Klavierbauer siedelten sich schon früh in der Region des Fürstentums Braunschweig-Wolfenbüttel und dem späterem Herzogtum Braunschweig an.

Von ihnen gingen wegweisende Innovationen aus. Im 18. Jahrhundert wurden in Braunschweig hergestellte Klaviere bis nach Finnland, Russland und Indonesien exportiert – über einhundert Jahre, bevor Steinway & Sons mit herausragendem Qualitätsverständnis als Ikone im Olymp der Klavierbauer in Amerika bekannt wurde.

„Mechanikus“: Die Vorgeschichte des Klavierbaus

Mit Blick auf möglichst große Kundennähe – in der Regel die Höfe und vermögenden Schichten der Zeit – siedelten sich die Klavierbauer stets in den regionalen Zentren an. Ein Beispiel dafür ist der Autodidakt Barthold Fritze.

Fritze, 1697 als Sohn eines Müllers in Holle geboren, erhielt 1720 in Braunschweig das Bürgerrecht. Zunächst bezeichnete er sich selbst als „Mechanikus“. Sein erster Kunde für ein von ihm neu gebautes kleines Clavichord war 1721 Organist Hurlebusch, welcher 1722 als Hofkapellmeister an den königlichen Hof von Stockholm, dann Bayreuth, Braunschweig und Hamburg ging und schließlich als Organist in Amsterdam wirkte.

Fritze hat bis 1765 allein etwa 460 Instrumente gebaut, davon etwa 70% die kostengünstigeren gebundenen Clavichorde (bei denen sich benachbarte Töne eine Saite teilen) und etwa 30% ungebundene Clavichorde. Etwa 20% davon verkaufte er an adelige Kunden und 80% an Berufsmusiker, gehobenes Bürgertum wie auch die Professoren der neu gegründeten Collegio Carolinum.

Bis zu ein Jahr Wartezeit

Seine Instrumente waren sehr begehrt – er führte eine Bestellliste und Kunden mussten sich bis zu einem Jahr Lieferzeit gedulden. In seiner Referenzliste finden sich berühmte Kunden, zum Beispiel der Komponist Carl Heinrich Graun, der zu dieser Zeit als Kapellmeister in Berlin am Hof Friedrichs des Großen wirkte. Etwa 10% seiner Instrumente nahmen Händler wie Kaufmann Gräfe aus Hamburg in Kommission und lieferten bis London, Gibraltar, Norwegen und Archangelsk (Russland).

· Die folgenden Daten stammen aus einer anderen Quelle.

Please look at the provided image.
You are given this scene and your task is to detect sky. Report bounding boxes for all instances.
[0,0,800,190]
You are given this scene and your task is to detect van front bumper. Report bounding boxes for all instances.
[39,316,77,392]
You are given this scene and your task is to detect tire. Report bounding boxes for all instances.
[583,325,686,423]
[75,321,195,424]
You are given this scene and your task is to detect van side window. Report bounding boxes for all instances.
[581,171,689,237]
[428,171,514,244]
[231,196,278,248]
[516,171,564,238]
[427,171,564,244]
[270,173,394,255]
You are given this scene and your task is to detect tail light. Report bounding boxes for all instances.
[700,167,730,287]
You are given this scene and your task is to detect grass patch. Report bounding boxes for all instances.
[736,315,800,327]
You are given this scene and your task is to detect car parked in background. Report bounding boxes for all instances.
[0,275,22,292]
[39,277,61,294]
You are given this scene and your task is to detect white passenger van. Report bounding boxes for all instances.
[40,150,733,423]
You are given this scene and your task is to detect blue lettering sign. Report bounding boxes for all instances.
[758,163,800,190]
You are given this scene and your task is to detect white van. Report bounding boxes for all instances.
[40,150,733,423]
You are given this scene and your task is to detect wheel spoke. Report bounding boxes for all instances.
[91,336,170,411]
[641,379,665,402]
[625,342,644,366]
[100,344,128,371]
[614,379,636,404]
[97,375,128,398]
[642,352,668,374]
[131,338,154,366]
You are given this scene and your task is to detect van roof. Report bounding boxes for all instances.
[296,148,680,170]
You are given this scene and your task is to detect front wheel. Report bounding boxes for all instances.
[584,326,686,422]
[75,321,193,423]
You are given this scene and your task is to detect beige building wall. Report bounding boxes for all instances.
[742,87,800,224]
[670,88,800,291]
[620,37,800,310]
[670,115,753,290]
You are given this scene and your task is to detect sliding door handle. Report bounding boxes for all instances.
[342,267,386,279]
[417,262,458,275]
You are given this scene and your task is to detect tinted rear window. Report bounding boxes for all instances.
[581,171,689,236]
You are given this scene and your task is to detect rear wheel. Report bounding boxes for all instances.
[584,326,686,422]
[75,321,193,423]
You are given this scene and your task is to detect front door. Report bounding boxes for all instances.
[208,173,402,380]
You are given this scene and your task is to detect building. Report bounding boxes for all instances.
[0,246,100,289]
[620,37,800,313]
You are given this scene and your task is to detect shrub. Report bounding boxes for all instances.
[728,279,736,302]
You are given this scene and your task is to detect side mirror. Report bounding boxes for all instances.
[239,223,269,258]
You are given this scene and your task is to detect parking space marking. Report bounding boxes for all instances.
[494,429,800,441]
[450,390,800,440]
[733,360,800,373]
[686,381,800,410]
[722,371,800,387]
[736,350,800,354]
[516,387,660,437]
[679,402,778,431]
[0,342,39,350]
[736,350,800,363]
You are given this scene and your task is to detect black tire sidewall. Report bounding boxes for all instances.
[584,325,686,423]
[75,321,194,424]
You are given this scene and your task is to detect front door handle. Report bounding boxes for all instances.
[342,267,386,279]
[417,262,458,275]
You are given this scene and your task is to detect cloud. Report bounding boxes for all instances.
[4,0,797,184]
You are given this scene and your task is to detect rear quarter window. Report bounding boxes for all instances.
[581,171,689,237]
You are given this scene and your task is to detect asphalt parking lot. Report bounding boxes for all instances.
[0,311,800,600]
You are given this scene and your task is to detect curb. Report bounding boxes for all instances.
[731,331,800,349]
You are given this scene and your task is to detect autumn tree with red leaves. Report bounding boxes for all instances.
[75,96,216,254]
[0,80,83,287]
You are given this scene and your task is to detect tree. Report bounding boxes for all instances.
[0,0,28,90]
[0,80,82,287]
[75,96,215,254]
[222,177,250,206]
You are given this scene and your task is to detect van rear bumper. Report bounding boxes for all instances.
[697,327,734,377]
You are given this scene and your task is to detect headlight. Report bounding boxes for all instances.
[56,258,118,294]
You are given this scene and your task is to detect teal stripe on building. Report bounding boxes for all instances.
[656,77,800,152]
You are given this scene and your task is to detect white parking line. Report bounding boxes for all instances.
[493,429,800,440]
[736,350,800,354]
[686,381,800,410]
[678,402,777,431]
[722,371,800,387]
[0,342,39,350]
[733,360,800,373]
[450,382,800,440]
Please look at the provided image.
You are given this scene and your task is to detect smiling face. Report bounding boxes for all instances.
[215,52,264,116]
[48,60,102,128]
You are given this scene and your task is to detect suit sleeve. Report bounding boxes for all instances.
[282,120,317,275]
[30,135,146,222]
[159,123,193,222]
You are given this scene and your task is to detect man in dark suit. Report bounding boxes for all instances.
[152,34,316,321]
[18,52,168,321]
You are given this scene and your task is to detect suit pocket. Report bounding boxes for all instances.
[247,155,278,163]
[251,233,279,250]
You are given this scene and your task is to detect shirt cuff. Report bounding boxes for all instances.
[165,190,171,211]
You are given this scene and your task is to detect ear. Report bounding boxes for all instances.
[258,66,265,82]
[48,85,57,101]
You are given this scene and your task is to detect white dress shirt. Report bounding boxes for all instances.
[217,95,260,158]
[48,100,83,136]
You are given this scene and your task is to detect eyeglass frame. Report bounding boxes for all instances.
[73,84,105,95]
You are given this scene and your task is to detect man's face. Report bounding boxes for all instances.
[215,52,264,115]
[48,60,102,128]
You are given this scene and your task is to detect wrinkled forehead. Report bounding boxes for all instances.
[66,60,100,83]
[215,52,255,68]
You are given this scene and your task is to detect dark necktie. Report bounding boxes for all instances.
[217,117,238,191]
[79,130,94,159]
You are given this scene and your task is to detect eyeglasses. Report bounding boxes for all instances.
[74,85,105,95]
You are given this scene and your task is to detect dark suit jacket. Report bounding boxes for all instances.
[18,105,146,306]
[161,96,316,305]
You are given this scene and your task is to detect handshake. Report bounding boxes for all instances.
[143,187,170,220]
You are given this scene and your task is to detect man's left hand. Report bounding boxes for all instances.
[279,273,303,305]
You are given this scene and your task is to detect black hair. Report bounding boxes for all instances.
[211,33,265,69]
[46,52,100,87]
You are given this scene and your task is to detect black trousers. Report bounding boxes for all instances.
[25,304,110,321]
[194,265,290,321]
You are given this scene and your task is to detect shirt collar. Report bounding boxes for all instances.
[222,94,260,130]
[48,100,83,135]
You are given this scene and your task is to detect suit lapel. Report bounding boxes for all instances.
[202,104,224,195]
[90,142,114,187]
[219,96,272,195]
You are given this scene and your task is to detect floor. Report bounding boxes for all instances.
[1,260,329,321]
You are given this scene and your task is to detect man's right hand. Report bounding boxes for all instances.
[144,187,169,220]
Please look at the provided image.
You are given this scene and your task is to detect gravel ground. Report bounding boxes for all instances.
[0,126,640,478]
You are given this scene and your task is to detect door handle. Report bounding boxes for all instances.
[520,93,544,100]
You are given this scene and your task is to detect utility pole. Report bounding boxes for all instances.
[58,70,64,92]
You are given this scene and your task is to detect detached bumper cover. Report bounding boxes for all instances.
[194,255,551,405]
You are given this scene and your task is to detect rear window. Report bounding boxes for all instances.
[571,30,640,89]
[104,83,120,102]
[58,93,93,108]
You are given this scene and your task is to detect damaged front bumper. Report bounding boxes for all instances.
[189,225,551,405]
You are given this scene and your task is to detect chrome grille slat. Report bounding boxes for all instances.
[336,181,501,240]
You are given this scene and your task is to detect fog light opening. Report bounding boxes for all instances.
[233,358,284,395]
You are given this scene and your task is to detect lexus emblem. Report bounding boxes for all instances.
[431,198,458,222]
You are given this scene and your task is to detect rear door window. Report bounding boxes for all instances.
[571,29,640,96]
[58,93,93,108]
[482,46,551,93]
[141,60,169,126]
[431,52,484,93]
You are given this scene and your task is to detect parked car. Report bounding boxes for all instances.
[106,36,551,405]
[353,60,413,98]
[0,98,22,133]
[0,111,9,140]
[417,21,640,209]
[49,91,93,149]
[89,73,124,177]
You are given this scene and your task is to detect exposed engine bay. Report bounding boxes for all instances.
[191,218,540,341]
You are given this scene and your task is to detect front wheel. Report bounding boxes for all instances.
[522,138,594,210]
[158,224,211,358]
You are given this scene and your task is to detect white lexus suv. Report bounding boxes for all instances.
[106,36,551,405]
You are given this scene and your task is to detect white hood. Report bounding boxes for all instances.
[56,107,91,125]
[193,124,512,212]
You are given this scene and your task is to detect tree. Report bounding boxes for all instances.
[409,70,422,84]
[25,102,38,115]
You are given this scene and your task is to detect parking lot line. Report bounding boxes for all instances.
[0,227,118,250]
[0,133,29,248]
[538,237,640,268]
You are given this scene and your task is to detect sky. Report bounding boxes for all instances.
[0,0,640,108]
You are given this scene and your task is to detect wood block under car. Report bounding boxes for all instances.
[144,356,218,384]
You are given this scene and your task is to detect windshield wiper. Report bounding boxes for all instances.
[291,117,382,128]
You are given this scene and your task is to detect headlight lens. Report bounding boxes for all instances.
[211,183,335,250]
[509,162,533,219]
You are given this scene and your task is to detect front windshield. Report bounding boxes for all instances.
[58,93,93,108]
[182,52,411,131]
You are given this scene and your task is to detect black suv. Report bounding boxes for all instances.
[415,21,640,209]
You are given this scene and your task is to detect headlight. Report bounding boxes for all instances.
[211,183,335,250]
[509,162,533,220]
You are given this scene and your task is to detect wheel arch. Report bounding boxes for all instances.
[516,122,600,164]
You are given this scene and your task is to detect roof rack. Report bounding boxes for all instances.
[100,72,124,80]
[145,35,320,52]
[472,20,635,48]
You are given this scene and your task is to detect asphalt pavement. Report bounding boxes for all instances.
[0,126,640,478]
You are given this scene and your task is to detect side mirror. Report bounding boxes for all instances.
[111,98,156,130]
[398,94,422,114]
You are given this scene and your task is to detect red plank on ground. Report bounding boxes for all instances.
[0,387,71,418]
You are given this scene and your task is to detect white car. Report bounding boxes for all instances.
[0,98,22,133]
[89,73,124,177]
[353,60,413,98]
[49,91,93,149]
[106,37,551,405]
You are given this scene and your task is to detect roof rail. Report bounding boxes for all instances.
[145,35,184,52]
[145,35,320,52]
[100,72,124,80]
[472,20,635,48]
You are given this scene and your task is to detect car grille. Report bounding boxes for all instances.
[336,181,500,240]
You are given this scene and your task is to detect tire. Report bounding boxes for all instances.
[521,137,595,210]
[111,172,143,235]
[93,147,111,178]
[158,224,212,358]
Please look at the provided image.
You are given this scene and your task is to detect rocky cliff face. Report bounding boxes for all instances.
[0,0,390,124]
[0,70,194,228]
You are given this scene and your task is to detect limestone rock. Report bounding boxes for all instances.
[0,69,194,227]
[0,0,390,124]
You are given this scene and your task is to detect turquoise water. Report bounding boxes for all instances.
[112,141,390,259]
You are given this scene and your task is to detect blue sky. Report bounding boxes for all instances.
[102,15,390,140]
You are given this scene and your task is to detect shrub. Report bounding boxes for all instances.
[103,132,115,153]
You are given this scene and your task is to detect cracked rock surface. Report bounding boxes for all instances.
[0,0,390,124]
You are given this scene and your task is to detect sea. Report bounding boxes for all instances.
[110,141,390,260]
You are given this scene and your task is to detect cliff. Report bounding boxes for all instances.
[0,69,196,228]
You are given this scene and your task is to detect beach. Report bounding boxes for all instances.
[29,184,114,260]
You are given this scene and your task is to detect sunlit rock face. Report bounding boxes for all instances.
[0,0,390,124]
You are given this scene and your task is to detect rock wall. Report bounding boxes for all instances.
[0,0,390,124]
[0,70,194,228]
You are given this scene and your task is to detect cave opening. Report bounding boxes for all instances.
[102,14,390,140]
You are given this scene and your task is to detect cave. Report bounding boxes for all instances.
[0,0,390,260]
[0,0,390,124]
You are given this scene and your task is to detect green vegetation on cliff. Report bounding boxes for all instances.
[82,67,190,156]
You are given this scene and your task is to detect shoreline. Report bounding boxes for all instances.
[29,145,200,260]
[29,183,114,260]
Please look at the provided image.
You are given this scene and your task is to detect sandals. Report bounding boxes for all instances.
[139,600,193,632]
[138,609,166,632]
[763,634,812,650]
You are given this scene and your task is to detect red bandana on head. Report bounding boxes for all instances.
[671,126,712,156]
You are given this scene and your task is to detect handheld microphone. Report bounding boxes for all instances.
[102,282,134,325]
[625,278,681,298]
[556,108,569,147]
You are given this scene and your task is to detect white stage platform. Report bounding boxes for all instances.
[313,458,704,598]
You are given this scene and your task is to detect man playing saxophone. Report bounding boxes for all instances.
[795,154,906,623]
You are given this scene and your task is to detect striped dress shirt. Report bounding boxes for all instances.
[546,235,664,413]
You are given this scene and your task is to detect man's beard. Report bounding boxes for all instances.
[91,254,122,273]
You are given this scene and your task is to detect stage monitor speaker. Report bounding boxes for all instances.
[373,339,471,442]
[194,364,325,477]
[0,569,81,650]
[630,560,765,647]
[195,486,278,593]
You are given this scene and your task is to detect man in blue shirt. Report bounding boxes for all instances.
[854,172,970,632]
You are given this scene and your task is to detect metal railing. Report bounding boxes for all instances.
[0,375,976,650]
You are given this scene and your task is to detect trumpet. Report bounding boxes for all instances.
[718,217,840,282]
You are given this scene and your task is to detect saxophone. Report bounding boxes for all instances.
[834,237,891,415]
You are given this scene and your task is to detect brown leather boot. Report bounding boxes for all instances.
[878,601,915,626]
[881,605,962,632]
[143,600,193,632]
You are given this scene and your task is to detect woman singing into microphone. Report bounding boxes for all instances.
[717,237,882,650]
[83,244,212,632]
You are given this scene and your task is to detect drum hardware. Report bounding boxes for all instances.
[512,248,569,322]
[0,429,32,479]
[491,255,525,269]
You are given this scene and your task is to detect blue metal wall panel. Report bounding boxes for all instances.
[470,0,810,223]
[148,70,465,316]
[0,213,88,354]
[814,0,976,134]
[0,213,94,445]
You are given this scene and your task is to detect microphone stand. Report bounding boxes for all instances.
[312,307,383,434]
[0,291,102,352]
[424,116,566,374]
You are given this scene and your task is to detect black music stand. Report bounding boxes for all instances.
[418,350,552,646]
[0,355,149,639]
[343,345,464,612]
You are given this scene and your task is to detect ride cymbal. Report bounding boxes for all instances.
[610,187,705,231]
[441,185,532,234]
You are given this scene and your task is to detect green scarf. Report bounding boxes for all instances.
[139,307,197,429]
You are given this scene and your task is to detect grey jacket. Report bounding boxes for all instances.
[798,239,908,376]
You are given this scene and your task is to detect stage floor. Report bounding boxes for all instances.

1755 brachte Fritze bei Breitkopf und Härtel in Leipzig eine Stimmanleitung heraus, in deren Vorwort er stolz betont, dass Carl Phillip Emanuel Bach bei einem Besuch in Braunschweig seine Stimmmethode persönlich für gut befunden habe. Auch stimmte er die Instrumente des Braunschweiger Herzogs. Seit 1755 bezeichnet er sich nun auch als „Clavier-Instrumentenmacher“. Da er keine Nachkommen hatte, verfügte er sein Haus am Marstall 12 für wohltätige Zwecke – das „Fritzesche Vermächtnis“. Vier Clavichorde sind von ihm bis heute in Museen erhalten, u.a. ein prachtvolles Exemplar im Städtischen Museum in Braunschweig.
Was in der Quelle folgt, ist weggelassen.